Meloni, arrivée hier au sommet, a également confirmé la volonté de l’Italie d’y participer après la réunion à Villa Pamphilj avec son homologue japonaise Sanae Takaichi (un autre membre du club du G7). « C’est une opportunité de paix qu’il faut saisir : l’Italie est prête à soutenir le processus diplomatique », a-t-il déclaré, réitérant deux principes considérés comme non négociables : « L’Iran ne peut pas acquérir l’arme nucléaire et la liberté de navigation doit être garantie ». Il a ensuite ajouté : « Nous sommes prêts, avec les autres partenaires et sans préjudice de l’autorisation parlementaire nécessaire, à contribuer à une présence navale internationale pour accompagner la réouverture complète du détroit ». Pour le Premier ministre « il est nécessaire, enfin, que les hostilités cessent également au Liban », où l’Italie « continuera à œuvrer pour soutenir la souveraineté libanaise ». Pour Meloni, le G7 en France représentait aussi l’occasion de voir Donald Trump en personne pour la première fois depuis le sommet de Charm el-Cheikh en octobre dernier et, surtout, après les récentes critiques adressées ces dernières semaines par le chef de la Maison Blanche au Premier ministre. Tous deux ont été parmi les premiers à être accueillis par Emmanuel Macron et son épouse Brigitte pour la photo rituelle.
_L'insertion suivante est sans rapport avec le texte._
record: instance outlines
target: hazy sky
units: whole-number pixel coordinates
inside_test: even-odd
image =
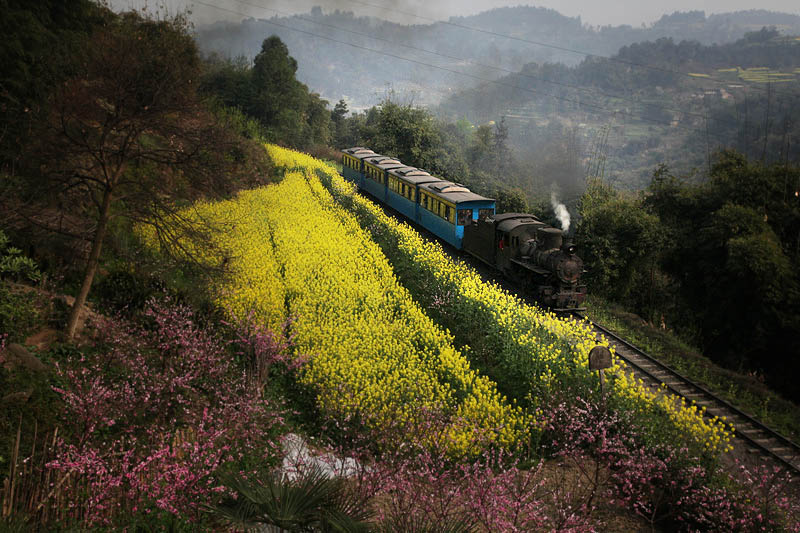
[[[584,24],[618,25],[630,24],[639,26],[658,20],[665,13],[674,11],[705,11],[706,14],[742,11],[748,9],[768,9],[800,15],[798,0],[668,0],[647,2],[646,0],[615,0],[609,4],[597,0],[541,0],[537,2],[520,2],[509,0],[111,0],[115,8],[140,8],[143,5],[163,4],[169,12],[175,12],[190,6],[195,14],[196,22],[206,23],[219,19],[237,19],[241,16],[210,7],[216,5],[232,11],[245,13],[255,18],[269,18],[281,12],[307,13],[312,6],[319,5],[323,10],[341,9],[356,14],[406,23],[426,23],[430,18],[447,18],[453,15],[471,15],[495,7],[507,5],[533,5],[547,7],[570,17],[580,16]],[[387,9],[381,9],[385,6]],[[388,9],[414,13],[424,18],[401,15]]]

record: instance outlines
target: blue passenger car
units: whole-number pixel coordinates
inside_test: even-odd
[[[459,250],[464,226],[494,214],[495,201],[450,181],[419,186],[417,222]]]
[[[364,159],[376,154],[369,148],[356,146],[343,150],[342,155],[342,175],[345,179],[355,183],[359,189],[364,188]]]
[[[389,171],[389,191],[386,203],[414,222],[419,221],[419,185],[442,181],[415,167],[400,167]]]
[[[344,177],[458,249],[464,226],[494,215],[495,201],[360,146],[343,150]]]
[[[385,155],[364,158],[363,189],[381,202],[386,203],[386,195],[389,191],[389,175],[387,172],[405,166],[397,159]]]

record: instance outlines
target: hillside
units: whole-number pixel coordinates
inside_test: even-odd
[[[657,167],[633,194],[584,179],[579,125],[542,125],[548,157],[534,166],[510,149],[510,115],[476,126],[389,98],[330,109],[277,36],[252,62],[203,57],[185,16],[94,0],[0,3],[0,26],[0,531],[800,527],[790,473],[735,463],[738,419],[673,396],[667,380],[646,385],[587,321],[520,298],[387,214],[356,189],[353,161],[342,176],[335,147],[452,178],[460,197],[461,183],[496,192],[498,212],[550,193],[565,232],[556,193],[580,198],[592,312],[607,297],[707,341],[706,355],[752,375],[700,379],[797,435],[796,406],[752,386],[796,392],[800,167],[788,155],[720,152],[699,184]],[[768,53],[774,69],[714,72],[787,78],[789,44],[747,34],[739,55]],[[609,74],[605,90],[653,85],[590,63]],[[539,68],[566,79],[584,66],[526,73]],[[763,102],[778,116],[772,90]],[[469,222],[458,202],[411,190],[451,231]],[[530,209],[546,218],[546,202]],[[581,269],[565,244],[497,246],[534,251],[566,283]],[[563,254],[574,269],[553,266]],[[685,359],[680,346],[661,356]]]
[[[270,16],[272,18],[267,18]],[[388,91],[394,91],[406,101],[435,104],[453,91],[477,83],[474,79],[421,63],[496,78],[502,73],[479,65],[513,71],[530,62],[576,65],[584,55],[564,49],[608,56],[622,46],[665,37],[676,41],[694,40],[706,45],[724,44],[764,26],[775,26],[785,35],[800,34],[800,16],[763,10],[710,16],[699,11],[674,13],[664,15],[646,28],[594,28],[584,25],[580,18],[531,6],[498,8],[470,17],[454,17],[448,22],[421,22],[407,26],[358,17],[351,12],[323,13],[317,8],[304,15],[280,16],[265,9],[264,19],[251,18],[241,23],[220,22],[200,27],[197,40],[206,53],[252,58],[261,42],[276,34],[298,60],[300,81],[323,98],[330,101],[344,98],[351,108],[363,109],[378,103]],[[380,40],[371,38],[373,36]],[[526,40],[532,42],[524,42]],[[424,50],[450,58],[431,55]],[[357,81],[354,83],[354,80]]]
[[[800,40],[775,30],[712,46],[662,38],[573,67],[529,63],[439,110],[476,123],[505,116],[528,160],[553,131],[574,131],[587,168],[641,189],[656,165],[691,173],[723,146],[766,162],[796,159],[787,139],[799,131],[798,58]]]

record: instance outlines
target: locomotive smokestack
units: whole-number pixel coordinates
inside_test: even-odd
[[[562,233],[558,228],[539,228],[536,236],[541,243],[542,250],[552,250],[554,248],[561,248]]]

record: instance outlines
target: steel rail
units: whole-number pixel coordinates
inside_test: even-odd
[[[569,314],[572,315],[572,316],[575,316],[575,317],[577,317],[577,318],[579,318],[581,320],[589,319],[587,316],[585,316],[584,314],[582,314],[580,312],[577,312],[577,311],[573,311],[573,312],[571,312]],[[763,422],[761,422],[760,420],[756,419],[752,415],[742,411],[741,409],[739,409],[735,405],[731,404],[727,400],[717,396],[716,394],[714,394],[712,391],[710,391],[709,389],[707,389],[703,385],[700,385],[696,381],[694,381],[694,380],[692,380],[690,378],[687,378],[686,376],[684,376],[683,374],[681,374],[680,372],[678,372],[674,368],[670,367],[669,365],[666,365],[666,364],[662,363],[661,361],[659,361],[658,359],[656,359],[652,355],[650,355],[647,352],[645,352],[644,350],[638,348],[633,343],[631,343],[629,341],[626,341],[625,339],[623,339],[622,337],[620,337],[616,333],[612,332],[611,330],[609,330],[609,329],[607,329],[607,328],[605,328],[605,327],[603,327],[603,326],[601,326],[599,324],[594,323],[593,321],[591,321],[591,319],[589,319],[589,322],[590,322],[591,326],[596,331],[598,331],[600,334],[605,335],[606,337],[609,338],[609,340],[613,340],[614,342],[624,346],[628,350],[633,351],[637,356],[645,359],[648,364],[650,364],[652,366],[655,366],[658,369],[657,371],[661,371],[663,373],[666,373],[670,377],[672,377],[675,380],[677,380],[679,383],[684,384],[685,386],[687,386],[690,390],[696,391],[699,394],[699,396],[701,397],[701,400],[706,400],[707,403],[716,404],[717,408],[721,407],[723,410],[727,410],[729,413],[732,413],[734,416],[726,417],[728,419],[728,421],[730,421],[730,419],[734,418],[734,417],[738,417],[739,419],[744,420],[745,423],[747,425],[749,425],[749,427],[747,427],[747,425],[742,425],[741,423],[737,423],[734,426],[734,428],[735,428],[734,438],[741,437],[751,447],[756,448],[760,452],[765,453],[765,454],[769,455],[771,458],[777,460],[780,464],[782,464],[783,466],[789,468],[792,471],[793,474],[800,475],[800,445],[798,445],[797,443],[795,443],[794,441],[792,441],[788,437],[778,433],[777,431],[775,431],[774,429],[770,428],[769,426],[765,425]],[[693,401],[693,402],[697,403],[698,405],[700,404],[700,402],[698,402],[696,399],[689,398],[688,395],[685,392],[679,391],[678,388],[680,387],[680,385],[668,384],[668,383],[665,382],[665,380],[663,378],[658,377],[657,375],[655,375],[655,373],[653,371],[648,370],[646,368],[643,368],[641,364],[639,364],[639,363],[637,363],[635,361],[632,361],[629,357],[626,357],[626,356],[624,356],[624,355],[622,355],[620,353],[617,353],[616,355],[620,359],[625,361],[628,365],[630,365],[632,368],[634,368],[637,372],[640,372],[640,373],[644,374],[650,380],[654,381],[658,386],[662,386],[663,385],[667,389],[669,389],[673,394],[675,394],[675,395],[677,395],[677,396],[679,396],[681,398],[685,398],[687,400]],[[709,413],[709,409],[708,409],[708,407],[706,407],[704,415],[707,416],[709,414],[710,414]],[[755,431],[753,431],[753,430],[755,430]],[[754,432],[755,433],[761,432],[762,434],[766,435],[766,438],[763,438],[763,437],[759,438],[759,436],[757,436],[757,435],[753,436],[753,435],[749,435],[748,434],[748,433],[752,434]],[[768,441],[770,439],[774,440],[774,441],[777,441],[778,443],[780,443],[781,446],[768,446],[767,444],[764,444],[764,441]],[[790,454],[781,455],[777,451],[775,451],[778,448],[788,448],[790,450]],[[787,455],[790,455],[792,459],[787,459],[786,458]],[[792,460],[794,460],[796,462],[792,462]]]
[[[365,191],[360,191],[360,192],[362,194],[365,193]],[[367,196],[371,197],[369,194],[367,194]],[[433,239],[433,240],[439,242],[440,244],[442,244],[443,248],[446,251],[450,251],[451,255],[453,255],[454,258],[455,257],[461,257],[461,259],[466,260],[467,263],[469,263],[473,268],[475,268],[475,270],[481,275],[481,277],[492,278],[492,280],[494,282],[500,283],[501,285],[506,286],[506,287],[509,287],[509,285],[513,285],[510,282],[508,282],[508,280],[505,280],[502,277],[498,277],[496,272],[487,272],[487,270],[491,270],[491,268],[487,267],[487,265],[485,265],[484,263],[482,263],[480,261],[477,261],[473,256],[470,256],[469,254],[459,253],[459,251],[456,250],[455,248],[453,248],[451,245],[449,245],[445,241],[439,239],[433,233],[430,233],[423,226],[420,226],[420,225],[416,224],[414,221],[411,221],[411,220],[405,218],[403,215],[401,215],[397,211],[395,211],[391,206],[386,205],[382,201],[378,201],[376,205],[380,206],[382,208],[382,210],[384,211],[384,213],[386,213],[387,215],[389,215],[389,216],[391,216],[393,218],[396,218],[396,219],[398,219],[398,220],[400,220],[402,222],[410,223],[418,231],[422,230],[421,233],[423,235],[426,235],[427,238]],[[524,301],[526,301],[526,302],[529,301],[528,297],[524,296],[523,294],[518,293],[516,290],[514,290],[512,292],[515,292],[517,294],[517,296],[522,298]],[[774,429],[766,426],[764,423],[762,423],[761,421],[757,420],[752,415],[742,411],[741,409],[739,409],[735,405],[731,404],[727,400],[725,400],[723,398],[720,398],[719,396],[717,396],[716,394],[711,392],[706,387],[700,385],[699,383],[693,381],[690,378],[687,378],[686,376],[682,375],[681,373],[679,373],[677,370],[673,369],[672,367],[662,363],[661,361],[659,361],[658,359],[656,359],[652,355],[648,354],[644,350],[642,350],[642,349],[638,348],[637,346],[635,346],[633,343],[631,343],[629,341],[626,341],[625,339],[623,339],[622,337],[620,337],[616,333],[612,332],[611,330],[609,330],[609,329],[607,329],[607,328],[605,328],[605,327],[603,327],[603,326],[601,326],[599,324],[594,323],[593,321],[591,321],[591,319],[589,319],[589,317],[587,317],[584,314],[582,314],[581,311],[575,311],[575,310],[573,310],[573,311],[565,311],[565,312],[558,313],[558,314],[561,315],[561,316],[565,316],[565,317],[574,316],[576,318],[579,318],[580,320],[588,319],[590,321],[590,323],[591,323],[591,326],[598,333],[607,336],[609,339],[611,339],[611,340],[617,342],[618,344],[624,346],[628,350],[633,351],[636,355],[638,355],[639,357],[645,359],[649,364],[657,367],[658,370],[667,373],[669,376],[675,378],[676,380],[678,380],[679,382],[685,384],[689,388],[694,389],[695,391],[697,391],[697,393],[699,393],[699,395],[701,396],[701,401],[703,399],[705,399],[707,402],[715,403],[717,409],[722,408],[723,410],[727,410],[730,415],[733,415],[733,416],[726,416],[726,419],[728,419],[729,422],[730,422],[730,419],[735,418],[735,417],[738,417],[738,418],[744,420],[745,423],[749,424],[750,427],[748,428],[746,426],[742,426],[742,424],[737,424],[736,426],[734,426],[734,428],[735,428],[734,438],[736,438],[737,436],[740,436],[742,438],[742,440],[744,440],[746,442],[746,444],[749,445],[751,448],[755,448],[756,450],[758,450],[758,451],[768,455],[772,459],[778,461],[781,465],[785,466],[793,475],[800,476],[800,445],[798,445],[797,443],[795,443],[794,441],[792,441],[788,437],[786,437],[784,435],[781,435],[780,433],[778,433]],[[631,361],[629,358],[626,358],[625,356],[621,355],[619,352],[617,352],[616,355],[617,355],[617,357],[619,357],[620,359],[625,361],[635,371],[647,376],[647,378],[649,378],[657,387],[661,387],[661,385],[664,385],[670,392],[672,392],[676,396],[681,397],[681,398],[685,398],[685,399],[690,400],[690,401],[694,401],[695,403],[699,404],[699,402],[697,402],[697,400],[693,400],[693,399],[689,398],[686,393],[683,393],[683,392],[679,391],[677,389],[677,387],[679,387],[679,385],[670,385],[668,383],[665,383],[664,379],[656,376],[652,371],[647,370],[646,368],[643,368],[640,364],[637,364],[636,362]],[[706,408],[705,414],[709,414],[709,409],[708,408]],[[750,436],[750,435],[748,435],[746,433],[748,431],[748,429],[751,430],[751,432],[752,432],[752,430],[755,430],[756,432],[760,431],[764,435],[766,435],[767,438],[759,438],[758,436]],[[790,453],[791,458],[792,458],[792,460],[797,461],[797,463],[793,463],[792,460],[786,459],[785,457],[779,455],[775,451],[775,449],[779,448],[779,446],[769,447],[769,446],[767,446],[765,444],[762,444],[762,442],[759,442],[759,441],[767,441],[769,439],[776,440],[779,443],[781,443],[784,448],[790,449],[791,450],[791,453]]]

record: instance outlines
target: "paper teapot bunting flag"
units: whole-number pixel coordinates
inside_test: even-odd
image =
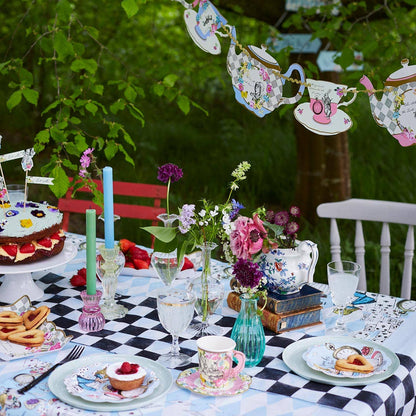
[[[231,75],[236,100],[258,117],[264,117],[283,104],[294,104],[300,100],[305,89],[305,73],[299,64],[290,65],[285,77],[294,71],[300,75],[302,84],[293,97],[283,97],[285,79],[280,76],[280,66],[266,52],[266,48],[248,46],[237,54],[235,51],[235,28],[231,31],[231,45],[227,56],[227,70]]]
[[[346,85],[308,78],[306,80],[309,102],[299,104],[294,116],[308,130],[323,136],[332,136],[347,131],[352,126],[351,118],[341,106],[348,106],[355,101],[357,91]],[[348,101],[341,100],[352,94]]]
[[[360,83],[370,91],[371,112],[375,122],[385,127],[404,146],[416,144],[416,65],[409,66],[409,60],[401,61],[402,68],[393,72],[384,82],[385,91],[379,100],[372,92],[371,81],[364,75]]]
[[[192,40],[203,51],[213,55],[221,53],[221,44],[216,36],[217,30],[227,24],[227,20],[221,16],[218,10],[208,0],[196,1],[199,3],[198,13],[187,9],[184,19],[188,33]]]

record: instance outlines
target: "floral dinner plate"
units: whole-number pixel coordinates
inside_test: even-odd
[[[94,403],[129,402],[138,397],[144,398],[153,393],[159,385],[159,379],[154,371],[146,369],[143,384],[134,390],[121,391],[114,389],[106,375],[107,363],[94,363],[79,367],[64,379],[68,392],[74,396]]]
[[[360,354],[365,357],[373,365],[374,370],[370,373],[360,373],[335,369],[335,362],[338,359],[347,359],[352,354]],[[391,360],[386,354],[367,345],[365,340],[354,340],[347,343],[328,341],[324,344],[313,345],[303,353],[302,357],[310,368],[332,377],[371,377],[374,374],[384,373],[391,365]]]
[[[325,343],[331,343],[339,346],[349,346],[354,349],[360,349],[362,346],[373,348],[374,351],[380,351],[383,357],[388,358],[391,361],[391,365],[388,366],[386,371],[380,374],[371,374],[369,377],[363,378],[351,378],[351,377],[333,377],[325,374],[321,371],[316,371],[306,364],[303,359],[303,354],[310,348],[316,345],[324,345]],[[355,350],[354,350],[355,351]],[[345,350],[343,350],[345,352]],[[338,355],[337,355],[338,356]],[[350,336],[320,336],[320,337],[307,337],[299,341],[292,342],[288,345],[282,354],[284,363],[297,375],[307,380],[318,381],[320,383],[329,384],[332,386],[364,386],[368,384],[378,383],[389,378],[400,366],[400,361],[397,355],[388,348],[380,345],[374,341],[362,340],[353,338]],[[345,358],[342,357],[341,358]]]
Le dossier ukrainien entre au G7

Le sommet d’Évian ne s’arrête pas au dossier iranien. Hier, lors de la réunion bilatérale avec Macron, Trump a rapporté qu’il avait eu des entretiens séparés avec Volodymyr Zelensky et Vladimir Poutine au cours des dernières heures, faisant allusion à la possibilité d’une nouvelle initiative diplomatique également sur le conflit en Ukraine. « Je pense que les deux sont ouverts à une solution », a-t-il déclaré. « Maintenant que cette affaire est réglée, nous allons nous concentrer là-dessus. » Aujourd’hui, Zelensky se joindra aux travaux du sommet pour la session consacrée au conflit avec la Russie. « Avant le début du G7, nous avons fait savoir que nous étions prêts à rencontrer Poutine lors du sommet », a déclaré le dirigeant ukrainien, mais Moscou « a une nouvelle fois démontré qu’il n’était pas prêt à discuter de cette possibilité ». Un signal qui refroidit l’optimisme de Trump, et qui rappelle comment, une fois le chapitre iranien archivé, les dirigeants du G7 se retrouveront aujourd’hui face à un dossier bien plus complexe. Et encore loin d’une solution. (du correspondant Antonio Atte)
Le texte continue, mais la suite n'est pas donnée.